Wildfire Smoke Detection with Cross Contrast Patch Embedding
- URL: http://arxiv.org/abs/2311.10116v2
- Date: Sun, 31 Dec 2023 09:40:10 GMT
- Title: Wildfire Smoke Detection with Cross Contrast Patch Embedding
- Authors: Chong Wang, Cheng Xu, Adeel Akram, Zhilin Shan, Qixing Zhang
- Abstract summary: The Transformer-based deep networks have increasingly shown significant advantages over CNNs.
Low-level information such as color, transparency and texture is very important for smoke recognition.
The fuzzy boundary of smoke makes the positive and negative label assignment for instances in a dilemma.

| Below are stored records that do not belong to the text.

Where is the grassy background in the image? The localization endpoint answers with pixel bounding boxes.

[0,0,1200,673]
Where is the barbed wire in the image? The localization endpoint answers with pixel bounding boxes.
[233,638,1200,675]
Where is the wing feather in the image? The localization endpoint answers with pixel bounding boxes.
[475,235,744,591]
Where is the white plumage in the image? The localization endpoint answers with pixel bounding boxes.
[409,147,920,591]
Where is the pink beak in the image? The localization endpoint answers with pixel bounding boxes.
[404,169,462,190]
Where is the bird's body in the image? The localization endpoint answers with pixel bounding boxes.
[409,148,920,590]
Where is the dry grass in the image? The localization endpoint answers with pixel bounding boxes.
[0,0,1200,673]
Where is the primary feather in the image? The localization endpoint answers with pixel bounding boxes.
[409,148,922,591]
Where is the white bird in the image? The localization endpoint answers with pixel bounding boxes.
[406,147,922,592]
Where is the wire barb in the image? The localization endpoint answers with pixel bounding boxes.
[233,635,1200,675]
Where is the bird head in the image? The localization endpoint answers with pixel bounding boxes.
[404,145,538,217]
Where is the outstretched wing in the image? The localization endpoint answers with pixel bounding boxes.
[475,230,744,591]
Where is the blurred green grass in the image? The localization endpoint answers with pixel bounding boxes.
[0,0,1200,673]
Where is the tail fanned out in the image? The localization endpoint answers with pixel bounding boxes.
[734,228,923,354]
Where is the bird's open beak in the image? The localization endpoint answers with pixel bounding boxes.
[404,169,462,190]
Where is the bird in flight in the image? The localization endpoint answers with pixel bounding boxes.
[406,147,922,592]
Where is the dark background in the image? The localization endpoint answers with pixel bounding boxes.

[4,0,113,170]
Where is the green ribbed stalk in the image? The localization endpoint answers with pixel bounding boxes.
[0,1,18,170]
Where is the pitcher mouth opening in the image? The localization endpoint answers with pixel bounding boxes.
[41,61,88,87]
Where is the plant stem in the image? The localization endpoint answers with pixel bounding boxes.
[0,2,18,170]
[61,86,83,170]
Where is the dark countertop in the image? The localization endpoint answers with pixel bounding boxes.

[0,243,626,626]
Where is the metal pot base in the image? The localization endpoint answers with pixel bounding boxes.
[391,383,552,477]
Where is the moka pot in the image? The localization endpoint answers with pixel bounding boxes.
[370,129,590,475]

- Score: 5.965059322800441
- License: http://creativecommons.org/licenses/by/4.0/
- Abstract: The Transformer-based deep networks have increasingly shown significant
advantages over CNNs. Some existing work has applied it in the field of
wildfire recognition or detection. However, we observed that the vanilla
Transformer is not friendly for extracting smoke features. Because low-level
information such as color, transparency and texture is very important for smoke
recognition, and transformer pays more attention to the semantic relevance
between middle- or high-level features, and is not sensitive to the subtle
changes of low-level features along the space. To solve this problem, we
propose the Cross Contrast Patch Embedding(CCPE) module based on the Swin
Transformer, which uses the multi-scales spatial frequency contrast information
in both vertical and horizontal directions to improve the discrimination of the
network on the underlying details. The fuzzy boundary of smoke makes the
positive and negative label assignment for instances in a dilemma, which is
another challenge for wildfires detection. To solve this problem, a Separable
Negative Sampling Mechanism(SNSM) is proposed. By using two different negative
instance sampling strategies on positive images and negative images
respectively, the problem of supervision signal confusion caused by label
diversity in the process of network training is alleviated. This paper also
releases the RealFire Test, the largest real wildfire test set so far, to
evaluate the proposed method and promote future research. It contains 50,535
images from 3,649 video clips. The proposed method has been extensively tested
and evaluated on RealFire Test dataset, and has a significant performance
improvement compared with the baseline detection models.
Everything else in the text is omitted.